# S3 Data Download into Lepton Local Storage

This notebook shows how data can be downloaded from an external S3 bucket to mounted storage on a DGX Cloud Lepton Dev Pod. It makes use of a publicly available dataset for global fishery statistics purely as an example of loading a CSV dataset into a pandas DataFrame. The intent is for developers to make use of their own S3 buckets for transferring data to and from the Dev Pod.

<div class="alert alert-block alert-info">
<b>Note:</b> The license and terms of use for this sample dataset can be found <a href=https://registry.opendata.aws/sau-global-fisheries-catch-data/>here</a>.
</div>

### Requirements

-  Image: A Rapids Notebook container image such as `nvcr.io/nvidia/rapidsai/notebooks:25.08-cuda12.9-py3.13` or later
-  Packages: s3fs Python package installed
-  GPU: An NVIDIA Ampere or greater class GPU for cuDF acceleration (for example, A100)

### Storage Mount Setup

Follow the instructions __[here](https://docs.nvidia.com/dgx-cloud/lepton/features/storage/)__ to setup either Node Local or Static NFS volumes in DGX Cloud Lepton.

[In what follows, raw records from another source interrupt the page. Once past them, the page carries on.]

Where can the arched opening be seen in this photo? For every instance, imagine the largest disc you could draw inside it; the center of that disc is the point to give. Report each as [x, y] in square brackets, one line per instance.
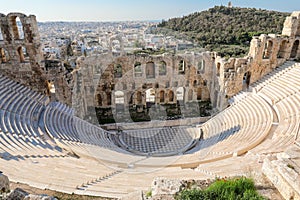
[118, 71]
[295, 49]
[246, 80]
[181, 67]
[201, 66]
[119, 100]
[199, 94]
[162, 68]
[17, 28]
[268, 50]
[4, 56]
[138, 69]
[150, 70]
[218, 69]
[180, 94]
[139, 97]
[108, 99]
[190, 95]
[22, 53]
[150, 95]
[281, 52]
[195, 83]
[119, 97]
[99, 100]
[171, 96]
[162, 96]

The UID/GID of the prescribed Rapids container image is 1001 (non-root, `rapids`). So, there are two options in Lepton for ensuring the storage mount is writable: 
1. Launch the Dev Pod using not the default user of `rapids` but with `root`.
2. Create a Node Local storage mount using a world-writable location on the node such as`/tmp`. Using `/tmp` of course has the caveat that the files there may be deleted after a reboot. Thus, it's important to also use S3 to periodically store your data.

### Install s3fs

Make sure that we have the __[s3fs](https://s3fs.readthedocs.io/en/latest/)__ pip package installed.

In [None]:
!pip install s3fs

### Import pandas (Optionally with cuDF GPU Acceleration)

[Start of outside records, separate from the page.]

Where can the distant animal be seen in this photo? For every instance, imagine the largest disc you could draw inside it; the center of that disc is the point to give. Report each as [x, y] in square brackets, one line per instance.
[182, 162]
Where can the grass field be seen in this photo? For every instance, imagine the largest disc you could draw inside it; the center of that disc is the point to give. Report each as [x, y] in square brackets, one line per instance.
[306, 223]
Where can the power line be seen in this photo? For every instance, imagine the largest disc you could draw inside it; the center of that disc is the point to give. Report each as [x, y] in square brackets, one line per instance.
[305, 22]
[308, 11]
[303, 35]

If we want to run the GPU accelerated version of __[pandas](https://pandas.pydata.org/docs/index.html)__, we can load the __[cuDF](https://docs.rapids.ai/api/cudf/stable/)__ extension.

In [None]:
%load_ext cudf.pandas

Import pandas in its own cell to make sure the previous load extension step was completed by the kernel.

In [None]:
import pandas as pd

### Anonymous S3 Access

Import the s3fs package and then as an example load a publicly available S3 dataset for yearly fishery statistics from around the globe. No credentials, access keys, secrets, or account are required in this case (anonymous access).

In [None]:
import s3fs

In [None]:
local_path = '/tmp/rfmo_12.csv'
bucket_path = 's3://fisheries-catch-data/global-catch-data/csv/rfmo_12.csv'
s3 = s3fs.S3FileSystem(anon=True)

### Options for Connecting to S3

If you need to access a private S3 bucket then there are keyword arguments for the key and secret to be applied.

In [None]:
# s3 = s3fs.S3FileSystem(
#      key='YOUR_ACCESS_KEY...',
#      secret='YOUR_ACCESS_SECRET...'
#    )

s3fs can also detect and use appropriate environment variables if they have been set for the key and secret.

In [None]:
# export FSSPEC_S3_KEY='YOUR_ACCESS_KEY...'
# export FSSPEC_S3_SECRET='YOUR_ACCESS_SECRET...'
# s3 = s3fs.S3FileSystem()

Credentials can also be detected and used by the underlying boto credential helper from client_kwargs, environment variables, config files, or an EC2 IAM server.

In [None]:
# s3 = s3fs.S3FileSystem(anon=False)

Finally, s3fs is compatible with non-AWS object storage such as MinIO. In this case, we would specify the URL of the MinIO endpoint.

In [None]:
# s3 = s3fs.S3FileSystem(
#      endpoint_url='https://non.aws.such.as.minio...'
#   )

### Download a Dataset from S3

In [None]:
s3.download(bucket_path, local_path)

Perform a cursory check that we have download the dataset.

In [None]:
!ls -lh /tmp/*.csv

### Load the Dataset into a pandas DataFrame

Read the downloaded CSV file into a pandas DataFrame.

In [None]:
df = pd.read_csv(local_path)

### Work with the DataFrame

Check the number of rows in the DataFrame.

In [None]:
len(df)

In [None]:
df.dtypes

Generally describe the original dataset.

In [None]:
df.describe(include='object')

Look at the first 5 rows of the DataFrame.

In [None]:
df.head()

Look at the last 5 rows of the DataFrame.

In [None]:
df.tail()

Count the top 15 different instances of fishing gear in the dataset. Profile the GPU usage (which may be minimal).

In [None]:
%%cudf.pandas.profile
df["gear_name"].value_counts().head(15)

Convert some of the columns from object to numeric or date types.

In [None]:
df['year'] = pd.to_datetime(df['year'])
df['catch_sum'] = pd.to_numeric(df['catch_sum'])
df['real_value'] = pd.to_numeric(df['real_value'])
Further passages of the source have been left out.